Oleh: Tg. Dr. Miftah el-Banjary
Dalam rangka menutupi konspirasi kejahatan yang mereka lakukan, para saudara Yusuf melucuti baju Nabi Yusuf dan kemudian melumurinya dengan darah palsu dari darah domba yang mereka sengaja sembelih demi menutupi kejahatan mereka.
Dirasa sudah cukup untuk memberikan bukti yang direkayasa sedemikian rupa, mereka mendatangi ayah mereka Nabi Ya’kub seraya meyakinkan bahwa Yusuf telah mati diterkam serigala dengan segala bukti-bukti tipu daya.
Padahal, mereka berusaha membinasakan Yusuf setelah membantai dan memasukkan ke dalam sumur di tengah gurun pasir yang tandus. Begitulah kezhaliman mereka.
Akhirnya, para saudara Yusuf menunggu waktu malam hari untuk menemui ayah mereka, sembari membawa bukti baju Yusuf yang berlumuran darah yang telah mengering itu. Mereka katakan bahwa itu darah Yusuf yang telah mati.
Mereka membawa bukti baju yang berlumuran darah, dengan alasan Yusuf diterkam serigala buas, tapi mereka lupa bahwa serigala tidak mungkin memangsa korban, sedangkan bajunya masih utuh, tidak ada robekan sama sekali. Mereka lupa merobek-robek baju tersebut.
Mereka memang berhasil mencelakakan Nabi Yusuf dengan makar mereka, tapi sepandai-pandainya aroma busuk kejahatan yang disembunyikan, tetap saja amis busuknya tercium, disebabkan ada banyak kejanggalan aneh.
Nabi Ya’kub yang tidak menemukan pertanda cakaran serigala justru heran, bagaimana mungkin putranya diterkam serigala, sementara tak ada robekan sama sekali bekas cakaran serigala.
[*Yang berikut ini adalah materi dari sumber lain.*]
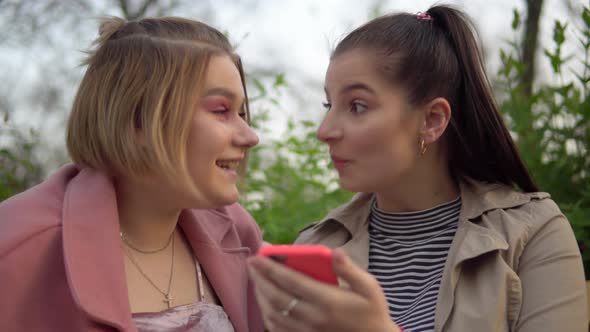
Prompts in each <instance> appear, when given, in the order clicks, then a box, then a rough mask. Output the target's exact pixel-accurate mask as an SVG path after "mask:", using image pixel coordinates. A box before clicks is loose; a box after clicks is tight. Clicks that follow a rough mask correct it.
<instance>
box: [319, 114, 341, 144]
mask: <svg viewBox="0 0 590 332" xmlns="http://www.w3.org/2000/svg"><path fill="white" fill-rule="evenodd" d="M336 120H337V119H336V114H335V112H334V111H329V112H328V113H326V117H324V120H322V123H321V124H320V127H319V128H318V130H317V131H316V136H317V138H318V139H319V140H320V141H322V142H324V143H330V142H333V141H335V140H338V139H340V138H341V137H342V128H340V126H339V125H338V122H337V121H336Z"/></svg>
Bagaimana mungkin Nabi Ya’qub bisa mempercayai kebohongan itu?!
Apakah dari kejadian serupa, kita bisa dipaksa mempercayai bahwa Nabi Yusuf diterkam serigala, sedangkan bajunya tak ada robekan sama sekali?!
Apakah mungkin, ada sekelompok orang yang dituduh menyerang polisi, sedangkan mereka tak berbuat kejahatan dan tak pula bersenjata, tak ada line polisi, tak ada bercak darah, tak ada saksi mata, tak ada selongsong peluru, tak ada CCTV, namun hanya ada korban dan konferensi pers saja. Apakah kita bisa dipaksa untuk bisa mempercayai begitu saja?!
Dari sejarah al-Qur’an ini kita belajar tentang tipu daya muslihat para penguasa yang berbuat makar menzhalimi saudaranya sendiri. Mereka membuat makar, namun makar Allah lebih hebat lagi, lebih dahsyat lagi, kita hanya berdoa dan menunggu saja.